African commercial lenders and central banks will be able to access an emergency $1.5bn “bail-out” facility set up by the African Development Bank in a drastic move to prevent trade and investment from seizing up, the AfDB’s chief has said.
Donald Kaberuka, president of the AfDB, said the trade finance facility was a “radical departure” for the bank – whose mandate is to provide development finance – but one made necessary by the grave impact of the credit crunch on Africa.
“Liquidity is drying up faster than we thought as Europe deleverages. This will be a revolving facility to keep trade and investment moving,” Mr Kaberuka told the Financial Times. “The central banks will have liquidity to sell to commercial banks and commercial banks will have liquidity to sell to each other.”

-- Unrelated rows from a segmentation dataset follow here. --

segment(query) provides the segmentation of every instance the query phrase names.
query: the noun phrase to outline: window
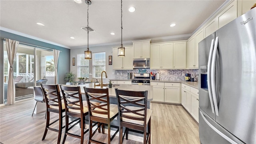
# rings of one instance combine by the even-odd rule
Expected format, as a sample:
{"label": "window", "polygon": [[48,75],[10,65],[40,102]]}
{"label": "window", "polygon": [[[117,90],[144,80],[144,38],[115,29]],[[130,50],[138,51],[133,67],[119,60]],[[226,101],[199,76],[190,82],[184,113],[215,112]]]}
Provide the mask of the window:
{"label": "window", "polygon": [[92,53],[92,76],[100,78],[103,71],[106,71],[106,52]]}
{"label": "window", "polygon": [[77,55],[77,77],[89,77],[89,60],[84,59],[84,54]]}

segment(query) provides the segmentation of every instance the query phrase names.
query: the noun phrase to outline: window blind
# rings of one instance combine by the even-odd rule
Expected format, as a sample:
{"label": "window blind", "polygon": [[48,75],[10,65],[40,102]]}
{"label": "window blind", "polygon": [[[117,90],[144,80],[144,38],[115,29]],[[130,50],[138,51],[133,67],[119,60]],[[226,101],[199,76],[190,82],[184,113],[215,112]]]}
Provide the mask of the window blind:
{"label": "window blind", "polygon": [[[92,53],[93,77],[100,78],[103,71],[106,71],[106,52]],[[102,77],[106,78],[105,74],[104,74]]]}

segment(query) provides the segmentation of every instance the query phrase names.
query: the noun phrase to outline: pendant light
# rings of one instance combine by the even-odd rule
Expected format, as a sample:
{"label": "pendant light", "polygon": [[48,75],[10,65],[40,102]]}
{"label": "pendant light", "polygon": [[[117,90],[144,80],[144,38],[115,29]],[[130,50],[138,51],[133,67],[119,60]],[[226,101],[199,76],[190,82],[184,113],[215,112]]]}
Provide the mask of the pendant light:
{"label": "pendant light", "polygon": [[121,0],[121,46],[118,47],[118,57],[124,57],[125,56],[124,55],[124,47],[123,46],[123,40],[122,40],[122,30],[123,30],[123,21],[122,21],[122,17],[123,16],[123,11],[122,10],[122,0]]}
{"label": "pendant light", "polygon": [[84,51],[84,58],[87,60],[92,59],[92,52],[89,49],[89,5],[92,4],[90,0],[85,0],[87,4],[87,49]]}

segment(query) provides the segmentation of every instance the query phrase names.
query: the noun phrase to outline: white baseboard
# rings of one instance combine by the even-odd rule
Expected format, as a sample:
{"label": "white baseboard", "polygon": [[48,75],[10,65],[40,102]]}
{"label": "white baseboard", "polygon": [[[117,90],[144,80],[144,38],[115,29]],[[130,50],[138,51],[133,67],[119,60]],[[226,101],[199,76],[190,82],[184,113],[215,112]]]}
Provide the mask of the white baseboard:
{"label": "white baseboard", "polygon": [[3,106],[5,106],[5,104],[0,104],[0,107]]}

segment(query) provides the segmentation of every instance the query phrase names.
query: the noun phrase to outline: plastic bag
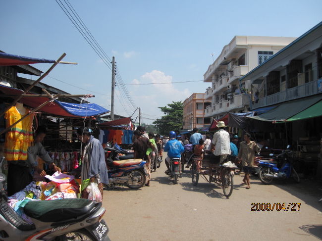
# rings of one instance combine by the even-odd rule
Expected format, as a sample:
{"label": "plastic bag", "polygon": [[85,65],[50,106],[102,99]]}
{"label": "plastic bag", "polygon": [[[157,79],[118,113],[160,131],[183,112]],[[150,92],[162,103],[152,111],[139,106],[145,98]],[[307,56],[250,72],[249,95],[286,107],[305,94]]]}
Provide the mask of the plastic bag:
{"label": "plastic bag", "polygon": [[95,201],[96,202],[102,202],[102,194],[99,189],[97,183],[91,182],[86,188],[88,193],[88,199]]}

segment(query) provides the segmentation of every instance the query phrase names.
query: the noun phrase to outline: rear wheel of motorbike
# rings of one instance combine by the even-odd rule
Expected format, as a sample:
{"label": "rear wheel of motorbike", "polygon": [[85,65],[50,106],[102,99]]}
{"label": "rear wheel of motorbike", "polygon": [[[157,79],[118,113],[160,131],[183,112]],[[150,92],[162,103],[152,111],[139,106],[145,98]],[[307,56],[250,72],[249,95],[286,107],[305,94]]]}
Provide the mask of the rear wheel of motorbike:
{"label": "rear wheel of motorbike", "polygon": [[197,186],[198,182],[199,181],[199,174],[197,173],[197,165],[195,163],[193,163],[191,168],[191,179],[192,180],[192,185]]}
{"label": "rear wheel of motorbike", "polygon": [[87,230],[80,229],[71,232],[61,236],[62,240],[74,241],[95,241],[97,239],[92,235]]}
{"label": "rear wheel of motorbike", "polygon": [[299,177],[297,172],[293,167],[292,168],[292,178],[293,178],[297,183],[300,182],[300,177]]}
{"label": "rear wheel of motorbike", "polygon": [[223,176],[221,177],[221,185],[223,194],[228,198],[232,193],[234,186],[234,176],[230,174],[230,170],[225,170]]}
{"label": "rear wheel of motorbike", "polygon": [[173,176],[173,184],[178,184],[178,174],[174,174]]}
{"label": "rear wheel of motorbike", "polygon": [[273,178],[269,177],[266,177],[265,174],[269,174],[268,168],[263,168],[261,169],[261,170],[258,174],[261,181],[264,184],[270,184],[270,183],[273,181]]}
{"label": "rear wheel of motorbike", "polygon": [[127,176],[130,180],[125,185],[131,189],[139,189],[145,184],[145,174],[140,170],[131,171]]}

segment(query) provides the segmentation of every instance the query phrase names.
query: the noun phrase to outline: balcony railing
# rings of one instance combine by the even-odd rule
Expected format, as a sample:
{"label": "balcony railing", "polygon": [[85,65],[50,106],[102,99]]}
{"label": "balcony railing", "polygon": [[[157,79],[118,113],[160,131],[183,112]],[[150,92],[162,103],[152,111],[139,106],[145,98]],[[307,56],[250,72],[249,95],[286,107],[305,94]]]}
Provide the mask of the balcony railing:
{"label": "balcony railing", "polygon": [[318,81],[311,81],[300,86],[261,98],[253,104],[252,109],[285,102],[318,94]]}

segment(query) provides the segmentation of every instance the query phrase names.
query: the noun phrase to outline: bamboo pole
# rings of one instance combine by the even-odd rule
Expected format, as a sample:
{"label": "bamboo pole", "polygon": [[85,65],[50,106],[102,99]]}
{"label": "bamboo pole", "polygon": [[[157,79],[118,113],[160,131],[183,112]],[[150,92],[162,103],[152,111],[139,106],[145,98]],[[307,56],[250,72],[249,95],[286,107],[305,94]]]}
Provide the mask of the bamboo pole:
{"label": "bamboo pole", "polygon": [[[58,94],[58,95],[56,95],[55,96],[53,96],[53,98],[56,98],[56,97],[58,97],[59,96],[59,94]],[[45,105],[46,105],[46,104],[47,104],[48,103],[49,103],[50,102],[51,102],[52,100],[53,100],[52,99],[49,99],[48,100],[46,101],[45,103],[44,103],[41,104],[40,105],[39,105],[38,107],[35,108],[33,110],[32,110],[30,112],[29,112],[29,113],[28,113],[27,114],[25,115],[22,118],[21,118],[21,119],[20,119],[20,120],[18,120],[14,123],[12,124],[12,125],[11,125],[11,126],[7,127],[6,128],[5,128],[3,131],[0,132],[0,135],[1,135],[2,134],[4,133],[7,131],[8,131],[9,130],[10,130],[11,129],[11,127],[12,127],[13,126],[15,125],[17,123],[18,123],[19,122],[21,121],[22,120],[23,120],[26,117],[27,117],[29,115],[30,115],[30,114],[32,114],[32,113],[33,113],[35,112],[36,111],[38,110],[39,109],[40,109],[42,107],[44,106]]]}
{"label": "bamboo pole", "polygon": [[[12,106],[16,104],[16,103],[17,103],[19,100],[20,100],[21,98],[22,98],[26,94],[28,91],[29,91],[31,89],[35,86],[36,84],[37,84],[38,83],[39,83],[43,79],[44,79],[45,77],[46,77],[47,75],[48,75],[48,74],[57,65],[58,63],[64,57],[66,56],[66,53],[63,53],[61,56],[57,60],[57,61],[52,65],[52,66],[46,71],[46,73],[45,73],[43,75],[40,76],[38,78],[38,80],[37,80],[36,81],[35,81],[32,84],[30,85],[28,88],[27,88],[27,89],[23,92],[21,95],[20,95],[19,96],[17,96],[14,100],[10,104],[10,105],[8,106],[8,107],[2,112],[0,114],[0,117],[2,116],[4,114],[4,113],[7,112],[9,109],[10,109]],[[1,133],[2,134],[2,132],[1,132]]]}

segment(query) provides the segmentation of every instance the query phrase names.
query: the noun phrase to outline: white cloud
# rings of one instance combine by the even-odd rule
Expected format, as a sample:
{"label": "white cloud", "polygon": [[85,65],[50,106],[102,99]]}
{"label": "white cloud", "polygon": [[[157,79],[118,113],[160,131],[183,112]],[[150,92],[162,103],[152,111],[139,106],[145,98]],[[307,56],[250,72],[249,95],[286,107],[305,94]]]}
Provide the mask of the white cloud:
{"label": "white cloud", "polygon": [[129,52],[124,52],[123,54],[125,58],[130,58],[137,54],[137,53],[134,51],[130,51]]}
{"label": "white cloud", "polygon": [[138,80],[135,79],[132,81],[132,83],[133,84],[140,84],[140,82]]}
{"label": "white cloud", "polygon": [[[136,104],[141,107],[143,116],[155,119],[158,118],[157,116],[164,114],[158,107],[165,106],[172,101],[183,101],[191,95],[188,88],[184,88],[184,85],[176,85],[172,82],[172,76],[166,75],[164,72],[157,70],[147,72],[138,79],[132,80],[132,83],[135,84],[154,83],[153,85],[135,85],[128,87],[130,95]],[[169,84],[157,84],[164,82],[169,82]],[[153,122],[146,119],[143,119],[143,121],[149,123]]]}

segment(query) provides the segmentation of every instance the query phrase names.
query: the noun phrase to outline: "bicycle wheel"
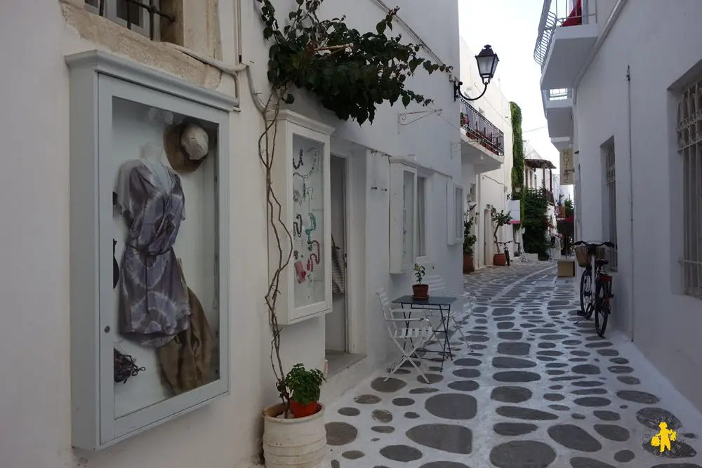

Before the global crisis intensified last year most credit in the African financial system originated from European banks such as Barclays and Standard Chartered. The new AfDB facility should feed through to African companies struggling to finance imports or complete investment projects, Mr Kaberuka said. It was set up with funds from the AfDB’s own capital base.
Mr Kaberuka was speaking at a conference of policymakers organised by the International Monetary Fund in Tanzania that has highlighted how the crisis is hitting the poorest continent. The IMF has forecast that growth in sub-Saharan Africa will halve from the average of the past decade, to just over 3 per cent.